The greater percentage of people in a city that list a healthy, active lifestyle under their Facebook interests, the lower that area’s obesity rates are, a new study suggests.

The study, led by by Rumi Chunara, PhD, and John Brownstein, PhD, of Boston Children’s Hospital’s Informatics Program (CHIP), and published in PLOS ONE examined geo-tagged Facebook user data and data from national and New York City-focused health surveys.

The findings imply that knowing people’s online interests within different geographical regions can aid public health investigators to predict, monitor and categorize obesity rates down to the neighborhood level, and present an opportunity to make geo-targeted online interventions focused on decreasing obesity rates.

The data that are accessible from social networks such as Facebook make it easy to accurately conduct research cohorts of a large size that would otherwise be unobtainable. They allow for more detailed research into the influence of the societal environment on health issues like obesity. Research of this type can sometimes be difficult because of several factors:

  • cost
  • gathering a big enough sample size
  • slow pace of data analysis
  • use of traditional reporting and surveillance systems

According to Brownstein, who runs the Computational Epidemiology Group within CHIP :

“Online social networks like Facebook represent a new high-value, low-cost data stream for looking at health at a population level. The tight correlation between Facebook users’ interests and obesity data suggest that this kind of social network analysis could help generate real-time estimates of obesity levels in an area, help target public health campaigns that would promote healthy behavior change, and assess the success of those campaigns.”

The researchers collected aggregated Facebook user interest data – what users post to their timeline, “like”, and share with others on Facebook – from users all around the U.S. and just New York City. Then they compared the percentages of users who showed an interest in healthy activities or TV shows with data from two telephone-based health surveys: the US Centers for Disease Control and Prevention’s Behavioral Risk Factor Surveillance System-Selected Metropolitan/Micropolitan Area Risk Trends (BRFSS-SMART), and New York City’s EpiQuery Community Health Survey (CHS).

Results revealed close relationships between obesity rates and Facebook interests. For example, the obesity rates from BRFSS-SMART were 12% lower in the parts of the U.S. where the highest percentage of Facebook users documented activity-related interests (Coeur d’Alene, Idaho), compared with locations with the lowest percentage (Kansas City, Mo.-Kan.).

Additionally, the obesity rate in the location with the highest percentage of users with television-related interests across the U.S. (Myrtle Beach-Conway-North Myrtle Beach, S.C.) was 3.9 percent greater than the location with the lowest percentage (Eugene-Springfield, Ore.).

Among the data from New York City neighborhoods, a similar outcome was seen, proving that the findings can range from national to local level data.

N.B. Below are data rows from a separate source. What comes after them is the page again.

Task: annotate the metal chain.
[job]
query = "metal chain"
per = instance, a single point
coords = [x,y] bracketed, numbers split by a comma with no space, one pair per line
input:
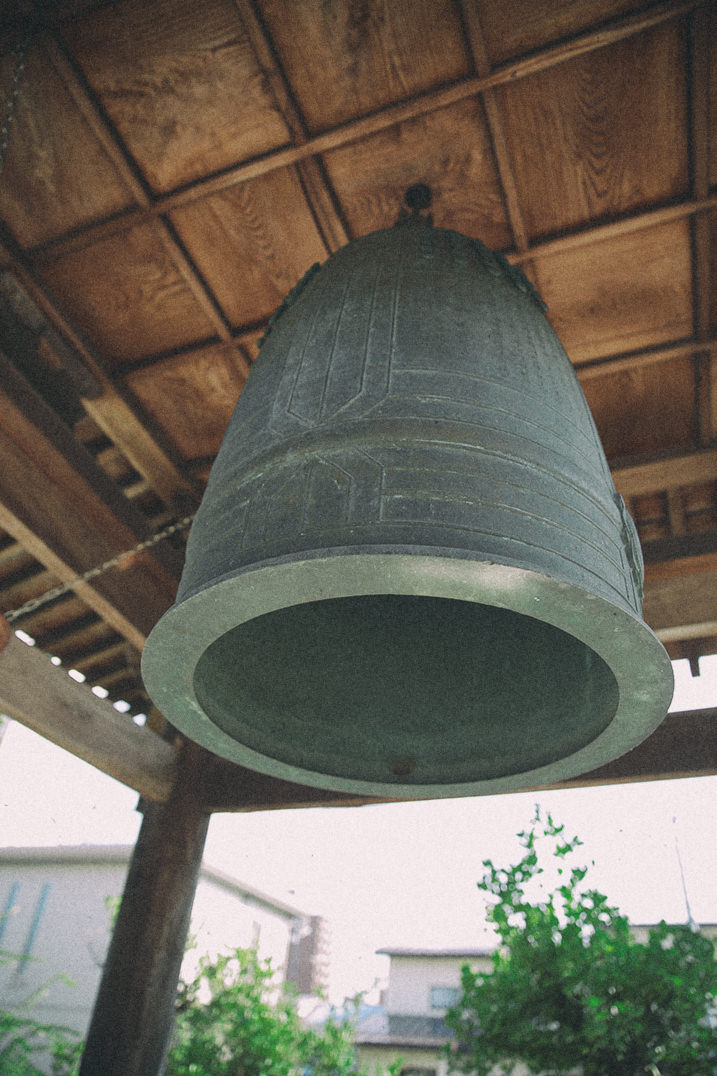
[57,592]
[13,95]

The obesity rate on Coney Island was the highest rate of activity-related interests in the city and was 7.2% lower than Southwest Queens – the area with the lowest percentage.

The neighborhood with the highest percentage of television-related interests, Northeast Bronx, had considerably higher obesity rates than in the neighborhood with the lowest percentage (Greenpoint).

Chunara, an instructor in Brownstein’s group concluded:

“The data show that in places where Facebook users have more activity-related interests, there is a lower prevalence of obesity and overweight. They reveal how social media data can augment public health surveillance by giving public health researchers access to population-level information that they can’t otherwise get.”

Other studies have also revealed that Facebook can be useful for other types of research. For instance a study by the University of Missouri suggests that Facebook activity can reveal clues about mental illness.

A study from Trust for America’s Health and the Robert Wood Johnson Foundation, published in August 2013, informed that the incidence of obesity in America has stopped rising for the first time since the early 1980s.